When I got close to the little town of Colonet I stopped at a small house with a sign that they rent rooms. I inquired about camping, but they really wanted to rent a room instead. Also, their backyard wasn’t particular pleasant or safe as they had no fence around their property. (Those encounters show me how much I still have to learn to make myself understood in Spanish. But with each day it should get better.) I continued to the next place with a hotel sign. Again, no camping there, but they suggested I ask at their neighbors, which had several Christian signs on it. It was the residence of Pastor Obregon, his wife Shirley and Missionary Peggy from Canada. They were kind enough to let me put up my tent in their backyard, which was away from the road and safe behind a fence and locked gates.

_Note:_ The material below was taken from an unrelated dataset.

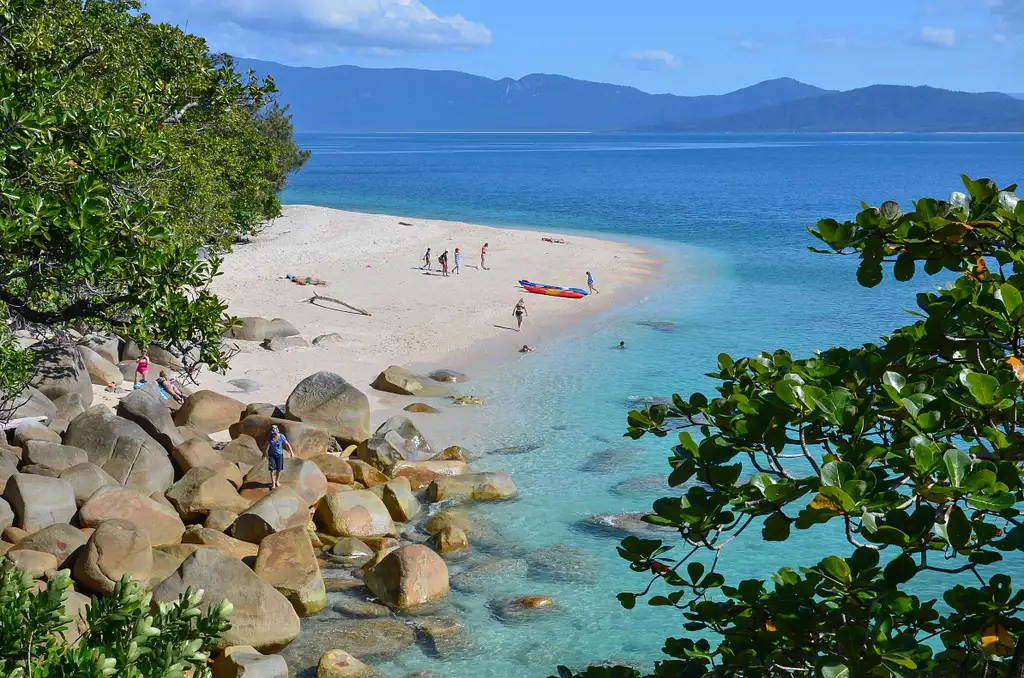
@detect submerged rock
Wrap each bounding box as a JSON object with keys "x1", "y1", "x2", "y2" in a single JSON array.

Camping in the backyard of the Obregon family near Colonet

Not only that, but they invited me in for dinner as well. And then they invited me to come along to an evening at a nearby drug rehab facility where they would show a DVD of a Christian concert (which was actually of very good quality). I helped the two elderly ladies to drive there and then setup the DVD player and TV. Before they started the video, Shirley said a prayer and also introduced me to the assembled men. “Este es el hermano Tomas!” And the crowd applauded and cheered. Then I briefed them via an interpreter about my project; I encountered quite a captive audience there: About 100 men which almost looked like prisoners, very poor and some in struggling health and on rehab medication. For these folk the DVD movie on the weekend seems to be the highlight of their week. And Shirley had brought some bulk candy which we handed out to those men after they had some simple soup as their dinner. I also contributed my trail mix and gave that to the men. To be clear, I would also have liked to eat it myself. But seeing those poor people hold out their hands and the joy on their faces about this unexpected treat was an amazing feeling.

Men at Colonet drug rehab station during a Christian DVD concert showing

Such went an unexpected evening with the two missionary women at the drug rehab station! Things like this can’t be planned, they just happen. I am indebted to the Obregon family for taking me in and treating me so nicely. Thank you very much.